I’m supposed to be reading for my final undergraduate exams. But thoughts and pictures of what has been unravelling in nearby Burundi have drawn all my attention from exams. Reading about and watching the grotesque graphic scenes from Burundi has been very disturbing. After all I am an Economics students and we hail from one common trading bloc that is East Africa Community.
Burundi is burning.
Forget about Syria for a moment. Burundi, recently ranked second in the list of unhappiest places to live in according to a study, the World Happiness Report 2015, is on the brink of a decimating civil upheaval. Reason? President Pierre Nkurunziza, whose Constitutionally-mandated two 5-year terms came to an end sometime early this year has clung to the position for a third term and people’s adamant refusal for his continued stay have been met by military retaliation. Nkurunziza has gone ahead to make the absurd claim that his first term in office does not count because rather than being voted in by a democratic countrywide people-vote back then, he was appointed by Parliament.
A nation historically plagued by political volatility is on a quickfire meltdown that is rapidly escalating into a full-fledged civil war punctuated by mass murders, abductions and police brutality.
What can we do for them as Africans? Do we expect the West to come chip in for us? The same west that we’ve derided and accused of meddling in African affairs when we can readily offer African solutions? Do we expect the Hague-based International Criminal Court to come act with gusto after we’ve successfully been able to paint them in bad light as being pro-West and being after political interests of continuing the neocolonialism agenda?
The most saddening bit with Burundi’s situation are the neighbours and other African countries that are supposed to come to their rescue. The African Union is the body immediately placed with a responsibility to come to Burundi’s rescue. But what do we expect from the likes of Paul Biya, Idriss Deby, Obiang Nguema, Ali Bongo, Eduardo dos Santos, Robert Mugabe and Yahya Jammeh? Closer home, Yoweri Museveni is a prick who has been in power for 30 years and has no moral standards to woo Nkurunziza to step down. The more heralded neighbour up north Paul Kagame is also towing the well-beaten path of African strongmen not seeing ‘leadership’ in other people except themselves and as such he won’t want to be judged on advocating for strict adherence to Constitutional term limits that he is clearly not a disciple to. New members Salva Kiir is mired in a quagmire of political tensions too. That leaves us with only Uhuru and Magufuli. The case with the Kenyan president is curious since it is difficult to tell whenever he is in Africa. Someone said Zlatan Ibrahimovic is a journeyman! (Sorry, I digressed) And even if he was available, a friend said that you ‘Don’t expect those who got to the top riding on hideous backings to play impartial referees in a synonymous theatre’. As for Tanzania’s president, we don’t want to speculate on#WhatWouldMagufuliDo but we are all eyes waiting to see if he acts or he is gonna join the arena of spectators and await aid from the UN, US and Europe.

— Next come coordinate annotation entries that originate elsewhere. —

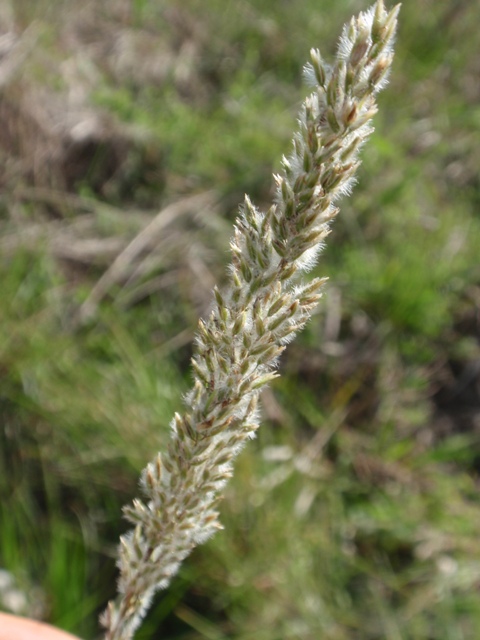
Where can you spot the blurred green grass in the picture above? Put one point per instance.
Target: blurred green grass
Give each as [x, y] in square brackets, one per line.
[356, 512]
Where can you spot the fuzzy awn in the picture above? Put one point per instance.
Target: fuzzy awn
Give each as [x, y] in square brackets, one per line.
[258, 312]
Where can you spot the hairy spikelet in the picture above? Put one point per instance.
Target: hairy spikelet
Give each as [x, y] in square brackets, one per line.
[262, 307]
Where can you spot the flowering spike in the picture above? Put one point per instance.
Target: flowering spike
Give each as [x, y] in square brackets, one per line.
[253, 319]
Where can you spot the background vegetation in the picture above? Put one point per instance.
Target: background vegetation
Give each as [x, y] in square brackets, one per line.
[129, 132]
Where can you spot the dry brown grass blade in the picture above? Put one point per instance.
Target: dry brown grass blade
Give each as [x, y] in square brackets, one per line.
[142, 242]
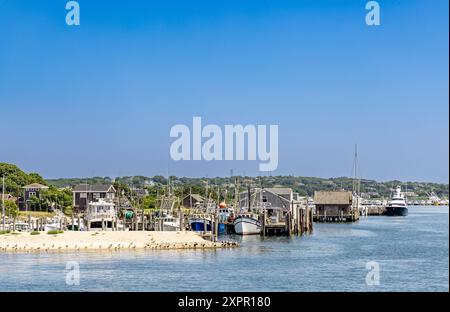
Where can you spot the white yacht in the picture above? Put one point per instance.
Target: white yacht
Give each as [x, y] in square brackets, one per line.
[397, 205]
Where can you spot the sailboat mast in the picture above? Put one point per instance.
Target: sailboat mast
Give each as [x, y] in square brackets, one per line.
[3, 202]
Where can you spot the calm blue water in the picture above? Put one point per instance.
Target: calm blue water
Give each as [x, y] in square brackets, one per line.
[412, 253]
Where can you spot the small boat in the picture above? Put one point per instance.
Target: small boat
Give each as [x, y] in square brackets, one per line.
[247, 224]
[397, 205]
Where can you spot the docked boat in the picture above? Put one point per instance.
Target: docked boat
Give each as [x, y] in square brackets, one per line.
[224, 216]
[247, 224]
[397, 205]
[171, 223]
[198, 223]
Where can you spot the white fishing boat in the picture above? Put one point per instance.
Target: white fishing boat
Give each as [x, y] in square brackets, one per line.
[397, 205]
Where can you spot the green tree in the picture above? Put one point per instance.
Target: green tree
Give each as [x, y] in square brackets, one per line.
[11, 209]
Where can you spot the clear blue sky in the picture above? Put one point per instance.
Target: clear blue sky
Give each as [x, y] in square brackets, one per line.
[100, 98]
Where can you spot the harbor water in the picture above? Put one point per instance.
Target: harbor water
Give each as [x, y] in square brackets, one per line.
[411, 253]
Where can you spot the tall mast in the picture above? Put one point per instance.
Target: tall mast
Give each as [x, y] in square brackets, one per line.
[356, 183]
[3, 202]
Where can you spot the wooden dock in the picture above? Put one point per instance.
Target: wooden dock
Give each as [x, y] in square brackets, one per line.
[297, 221]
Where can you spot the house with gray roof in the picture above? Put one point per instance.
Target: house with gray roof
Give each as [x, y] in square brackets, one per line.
[85, 193]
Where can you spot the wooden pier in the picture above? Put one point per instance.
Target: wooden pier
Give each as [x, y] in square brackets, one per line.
[296, 221]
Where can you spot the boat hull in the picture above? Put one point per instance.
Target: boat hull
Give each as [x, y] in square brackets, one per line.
[247, 226]
[396, 211]
[171, 227]
[199, 225]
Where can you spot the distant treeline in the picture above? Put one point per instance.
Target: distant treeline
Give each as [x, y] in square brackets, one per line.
[305, 186]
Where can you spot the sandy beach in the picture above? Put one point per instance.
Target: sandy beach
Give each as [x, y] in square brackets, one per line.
[105, 240]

We will keep asking what the West is doing for us. For Burundi. But we Africans are not babies who must be told what to do all the time. We cheer the mediocrity of the AU when they rally behind a cause pandering to inexistent patriotism yet all they do is to defend murderers, kleptocrats, kakistocrats and petty thieves.The reason they so much want Africa to pull out of the ICC so that they can kill like Nkurunziza without accountability.
We can’t on one side of our mouths dismiss the West and ICC and on the side call for them to act in situations such as Burundi. This is the time to show the world that we can readily provide African solutions for African problems. And if we are not going to succeed in this then we should humbly swallow our ‘We Are Sovereign’ pie.